Young people are leaving the Catholic Church not because they are angry—but because they are indifferent, said Frank J. Caggiano, bishop of the Catholic Diocese of Bridgeport, Connecticut, at a Fordham lecture on March 12.
“There are questions unresolved, and young people simply don’t have the mental energy or desire to figure it out,” said Bishop Caggiano. “And so they walk away.”
Speaking at an event called Passing on the Faith, sponsored by the Graduate School of Education’s Center for Catholic School Leadership and Faith-Based Education, Bishop Caggiano talked about the reasons young people are leaving the church now more than ever, their changing pathways to vocation and the Catholic faith, and what Catholic educators can do to help the next generation stay engaged.
His lecture was largely a reflection on what he learned at the 2018 synod in Rome on “Young People, the Faith, and Vocational Discernment”—an assembly of bishops from around the world who, with Pope Francis, discussed how to minister to today’s teenagers and young adults.
Eroded Trust and Unresolved Answers
“Disaffiliation in the United States is beginning [as early as] the age of 7,” Bishop Caggiano, said, citing numbers from a 2018 national study conducted by Georgetown University and Saint Mary’s Press. When disaffiliated Catholic youth—those aged between 15 and 25—were asked at what age they no longer identified themselves as Catholic, 74 percent of the surveyed group said between the ages of 10 and 20.
Part of the blame lies on the many problems plaguing our world today, Bishop Caggiano said. Among them are the “abuse of minors and vulnerable adults,” especially in the church; “polarization”; and lack of “dialogue.” Such issues, he said, have “destroyed many young people’s lives and created this vacuum of trust, particularly with the leadership of the church.”
Their trust has eroded in other ways, too.
“Affiliation occurs when a relationship is built up over time, precisely by questions that are answered satisfactorily,” Bishop Caggiano said. He compared it with falling in love.
“There are a thousand questions that come to mind: Is he or she the real deal? Can that person be trusted?” Bishop Caggiano said.

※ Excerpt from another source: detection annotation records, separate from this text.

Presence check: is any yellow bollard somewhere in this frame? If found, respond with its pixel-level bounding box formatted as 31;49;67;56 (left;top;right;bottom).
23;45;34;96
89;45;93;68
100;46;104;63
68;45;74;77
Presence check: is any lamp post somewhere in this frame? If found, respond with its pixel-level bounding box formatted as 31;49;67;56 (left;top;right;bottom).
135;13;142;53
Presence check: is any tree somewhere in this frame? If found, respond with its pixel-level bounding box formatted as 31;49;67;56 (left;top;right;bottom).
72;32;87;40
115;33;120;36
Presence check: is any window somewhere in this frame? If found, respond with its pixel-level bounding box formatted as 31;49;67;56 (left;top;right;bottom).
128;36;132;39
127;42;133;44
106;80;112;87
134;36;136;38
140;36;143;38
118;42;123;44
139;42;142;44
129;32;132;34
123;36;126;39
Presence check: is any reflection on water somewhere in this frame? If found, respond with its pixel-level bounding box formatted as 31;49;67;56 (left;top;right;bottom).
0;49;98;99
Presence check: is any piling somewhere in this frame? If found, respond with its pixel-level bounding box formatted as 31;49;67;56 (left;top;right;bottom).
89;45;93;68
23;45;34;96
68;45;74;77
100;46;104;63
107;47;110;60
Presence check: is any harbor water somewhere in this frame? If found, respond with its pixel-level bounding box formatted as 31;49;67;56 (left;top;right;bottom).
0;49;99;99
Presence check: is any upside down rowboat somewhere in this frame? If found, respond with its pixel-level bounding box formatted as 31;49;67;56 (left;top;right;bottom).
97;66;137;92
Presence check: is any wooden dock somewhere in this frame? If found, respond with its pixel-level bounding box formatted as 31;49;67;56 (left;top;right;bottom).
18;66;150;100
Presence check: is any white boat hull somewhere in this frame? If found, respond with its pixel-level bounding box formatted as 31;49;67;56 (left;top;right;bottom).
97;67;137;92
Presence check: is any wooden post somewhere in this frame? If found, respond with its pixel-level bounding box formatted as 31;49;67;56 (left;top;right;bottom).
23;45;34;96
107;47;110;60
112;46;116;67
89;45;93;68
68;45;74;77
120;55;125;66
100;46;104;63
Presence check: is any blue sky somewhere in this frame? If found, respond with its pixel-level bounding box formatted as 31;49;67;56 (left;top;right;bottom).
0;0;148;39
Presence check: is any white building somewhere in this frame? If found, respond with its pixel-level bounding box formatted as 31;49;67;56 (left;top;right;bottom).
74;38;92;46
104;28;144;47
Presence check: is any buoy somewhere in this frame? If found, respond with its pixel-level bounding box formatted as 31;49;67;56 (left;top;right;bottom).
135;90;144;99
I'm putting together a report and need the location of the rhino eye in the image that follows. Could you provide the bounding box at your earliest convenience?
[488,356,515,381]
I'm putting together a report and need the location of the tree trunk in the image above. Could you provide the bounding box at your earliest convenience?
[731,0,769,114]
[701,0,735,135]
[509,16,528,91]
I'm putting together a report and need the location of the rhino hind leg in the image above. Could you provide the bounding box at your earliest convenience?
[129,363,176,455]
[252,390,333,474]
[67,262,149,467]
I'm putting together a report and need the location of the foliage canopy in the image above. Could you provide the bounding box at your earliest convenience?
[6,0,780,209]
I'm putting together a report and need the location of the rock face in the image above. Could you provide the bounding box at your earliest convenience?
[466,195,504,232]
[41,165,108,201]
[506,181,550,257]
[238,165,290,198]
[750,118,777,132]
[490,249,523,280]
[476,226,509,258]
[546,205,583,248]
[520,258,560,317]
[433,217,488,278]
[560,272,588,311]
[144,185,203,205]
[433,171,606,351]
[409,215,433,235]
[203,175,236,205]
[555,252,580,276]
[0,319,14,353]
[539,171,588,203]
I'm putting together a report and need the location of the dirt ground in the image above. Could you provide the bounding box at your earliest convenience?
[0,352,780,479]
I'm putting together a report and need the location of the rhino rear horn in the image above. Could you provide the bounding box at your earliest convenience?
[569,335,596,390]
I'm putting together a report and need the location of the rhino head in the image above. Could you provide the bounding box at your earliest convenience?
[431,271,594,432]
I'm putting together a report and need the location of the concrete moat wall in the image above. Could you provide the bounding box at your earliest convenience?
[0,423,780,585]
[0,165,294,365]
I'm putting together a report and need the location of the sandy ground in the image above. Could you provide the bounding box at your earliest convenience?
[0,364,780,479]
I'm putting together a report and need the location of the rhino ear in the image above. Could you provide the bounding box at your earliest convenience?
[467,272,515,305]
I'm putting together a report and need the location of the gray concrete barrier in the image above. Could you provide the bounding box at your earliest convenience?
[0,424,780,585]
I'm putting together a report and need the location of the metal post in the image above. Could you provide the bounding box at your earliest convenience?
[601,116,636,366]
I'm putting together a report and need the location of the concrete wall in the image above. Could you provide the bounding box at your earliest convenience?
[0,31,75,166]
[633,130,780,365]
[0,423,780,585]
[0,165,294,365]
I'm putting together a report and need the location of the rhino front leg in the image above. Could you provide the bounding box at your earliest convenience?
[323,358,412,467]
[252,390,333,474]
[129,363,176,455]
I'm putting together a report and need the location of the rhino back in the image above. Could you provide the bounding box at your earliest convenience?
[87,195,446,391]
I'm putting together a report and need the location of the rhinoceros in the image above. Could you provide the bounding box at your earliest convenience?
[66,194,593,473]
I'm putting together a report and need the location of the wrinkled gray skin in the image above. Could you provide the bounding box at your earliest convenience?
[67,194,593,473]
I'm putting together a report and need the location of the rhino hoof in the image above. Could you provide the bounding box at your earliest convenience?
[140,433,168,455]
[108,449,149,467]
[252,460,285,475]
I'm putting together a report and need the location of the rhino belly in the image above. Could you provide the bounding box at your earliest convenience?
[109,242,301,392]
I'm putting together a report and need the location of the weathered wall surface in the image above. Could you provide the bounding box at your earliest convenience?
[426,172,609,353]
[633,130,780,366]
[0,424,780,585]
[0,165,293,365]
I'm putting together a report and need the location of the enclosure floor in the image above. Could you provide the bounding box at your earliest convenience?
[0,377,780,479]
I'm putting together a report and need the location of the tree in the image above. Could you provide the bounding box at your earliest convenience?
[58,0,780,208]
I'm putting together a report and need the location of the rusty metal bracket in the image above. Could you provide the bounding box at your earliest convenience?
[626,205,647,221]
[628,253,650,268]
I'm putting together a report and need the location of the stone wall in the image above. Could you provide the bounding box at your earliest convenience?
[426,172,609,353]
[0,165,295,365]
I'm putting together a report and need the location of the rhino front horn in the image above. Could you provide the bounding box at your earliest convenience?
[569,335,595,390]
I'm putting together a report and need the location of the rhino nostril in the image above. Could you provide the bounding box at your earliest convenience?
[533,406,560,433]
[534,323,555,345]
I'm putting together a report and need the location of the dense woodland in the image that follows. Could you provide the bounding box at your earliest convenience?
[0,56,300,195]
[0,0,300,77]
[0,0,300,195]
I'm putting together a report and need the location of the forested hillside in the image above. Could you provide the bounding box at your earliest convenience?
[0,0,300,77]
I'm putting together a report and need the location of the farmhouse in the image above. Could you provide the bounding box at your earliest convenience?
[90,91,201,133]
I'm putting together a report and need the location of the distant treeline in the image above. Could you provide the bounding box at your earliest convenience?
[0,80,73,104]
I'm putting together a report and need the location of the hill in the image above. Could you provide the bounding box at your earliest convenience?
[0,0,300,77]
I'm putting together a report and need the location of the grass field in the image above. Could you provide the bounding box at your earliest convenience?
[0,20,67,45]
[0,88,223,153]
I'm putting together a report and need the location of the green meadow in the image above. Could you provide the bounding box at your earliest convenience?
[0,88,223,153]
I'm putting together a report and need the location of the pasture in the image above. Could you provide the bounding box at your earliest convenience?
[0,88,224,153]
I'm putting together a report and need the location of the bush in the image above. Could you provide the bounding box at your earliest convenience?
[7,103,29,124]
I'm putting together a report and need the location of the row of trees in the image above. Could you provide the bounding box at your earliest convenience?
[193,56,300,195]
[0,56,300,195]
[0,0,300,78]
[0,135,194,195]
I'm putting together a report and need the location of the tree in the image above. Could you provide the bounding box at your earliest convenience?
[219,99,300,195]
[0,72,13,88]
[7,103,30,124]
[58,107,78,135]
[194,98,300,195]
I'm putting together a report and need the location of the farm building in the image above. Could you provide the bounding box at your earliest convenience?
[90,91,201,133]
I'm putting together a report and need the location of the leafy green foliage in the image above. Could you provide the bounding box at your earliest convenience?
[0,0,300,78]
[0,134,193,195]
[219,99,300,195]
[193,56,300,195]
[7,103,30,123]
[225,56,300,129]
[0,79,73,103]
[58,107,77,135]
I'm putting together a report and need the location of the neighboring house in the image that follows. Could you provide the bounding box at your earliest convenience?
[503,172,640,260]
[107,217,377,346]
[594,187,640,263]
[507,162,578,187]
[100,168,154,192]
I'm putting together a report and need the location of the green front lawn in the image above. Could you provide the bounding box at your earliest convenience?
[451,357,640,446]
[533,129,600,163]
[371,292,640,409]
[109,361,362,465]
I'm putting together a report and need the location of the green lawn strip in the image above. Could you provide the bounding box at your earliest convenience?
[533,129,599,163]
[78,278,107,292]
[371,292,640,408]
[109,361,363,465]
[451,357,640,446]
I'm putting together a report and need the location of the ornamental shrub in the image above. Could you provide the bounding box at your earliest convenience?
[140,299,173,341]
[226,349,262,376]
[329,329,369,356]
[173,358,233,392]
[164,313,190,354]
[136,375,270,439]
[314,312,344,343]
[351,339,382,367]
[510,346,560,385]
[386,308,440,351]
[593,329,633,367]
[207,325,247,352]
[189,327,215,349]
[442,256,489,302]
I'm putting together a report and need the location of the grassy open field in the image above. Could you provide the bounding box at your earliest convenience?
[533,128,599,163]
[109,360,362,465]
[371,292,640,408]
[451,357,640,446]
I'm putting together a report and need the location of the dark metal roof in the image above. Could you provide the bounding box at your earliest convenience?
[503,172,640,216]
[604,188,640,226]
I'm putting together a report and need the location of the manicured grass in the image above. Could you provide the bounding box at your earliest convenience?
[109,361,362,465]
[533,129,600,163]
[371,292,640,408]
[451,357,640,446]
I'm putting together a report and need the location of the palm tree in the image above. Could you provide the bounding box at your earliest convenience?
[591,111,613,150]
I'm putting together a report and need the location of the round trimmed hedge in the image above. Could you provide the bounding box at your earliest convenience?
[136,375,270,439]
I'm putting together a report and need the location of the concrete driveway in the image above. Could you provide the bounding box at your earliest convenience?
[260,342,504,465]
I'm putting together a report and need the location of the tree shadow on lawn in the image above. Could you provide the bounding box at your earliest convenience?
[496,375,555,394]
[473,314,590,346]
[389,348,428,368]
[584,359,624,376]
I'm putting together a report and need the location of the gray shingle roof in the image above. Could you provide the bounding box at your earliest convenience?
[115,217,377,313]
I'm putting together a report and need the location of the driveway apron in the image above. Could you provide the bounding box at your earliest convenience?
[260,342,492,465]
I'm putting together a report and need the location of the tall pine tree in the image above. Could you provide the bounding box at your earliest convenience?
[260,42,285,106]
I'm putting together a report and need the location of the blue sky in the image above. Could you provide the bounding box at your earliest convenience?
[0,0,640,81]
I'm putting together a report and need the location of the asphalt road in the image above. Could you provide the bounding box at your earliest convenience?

It works the same way with disaffiliation. Young people and young adults ask religious figures many questions, Bishop Caggiano said. But often, those questions are left unresolved. They pile up. And, just as wood chips away over years, so too does their affiliation for the faith.
The Art of Listening, Accompanying, and Mentoring
Bishop Caggiano urged his audience of Catholic educators—principals and superintendents from local archdioceses and dioceses, administrators from Catholic secondary schools, campus ministry staff who serve at Fordham and nearby high schools, and GSE students—to think about three things he learned from the 2018 synod.
First, if you listen deeply to young people and young adults, he said, you can open a real dialogue. Second, accompany them on their journey, even if you might be on the wrong path. And third, make sure you are a mentor worth following.
Listening isn’t the same thing as hearing, he began.
“It’s not what we have learned—keeping your mouth closed until somebody else finishes talking, and then saying what you were gonna say, regardless of what they [the other person] said,” Bishop Caggiano said in his native Brooklyn accent, while the audience laughed.
“You listen with your mind and ears; you listen with your heart,” he said. That means you not only hear a person speak but also pay attention to their body language—their facial expression, posture, the words not spoken.
And, he added, that also means letting them be heard.
“How much do you place into your ministry the importance of allowing them to raise their questions without prejudice?” he asked. “How often do you and I allow that to happen in a safe space?”
Lesson number two: Accompany young people along their journey to Christ. One way to do that, Bishop Caggiano said, is to consider the younger generation’s appreciation for the beauty of the liturgy. He asked the audience to think about how to intentionally incorporate beauty in their teaching—music, art, architecture, and literature—and showcase the cultural diversity of the church.
“When one experiences beauty, there is this natural, unfolding, opening of the heart to embrace it,” he said.
Lastly, the bishop reminded them of the importance of mentorship.
“We need to find better and more diverse ways,” Bishop Caggiano told the Catholic educators in the room. “To allow these young people and young adults to answer the call—to explore the greatness of what it means to be a human being.”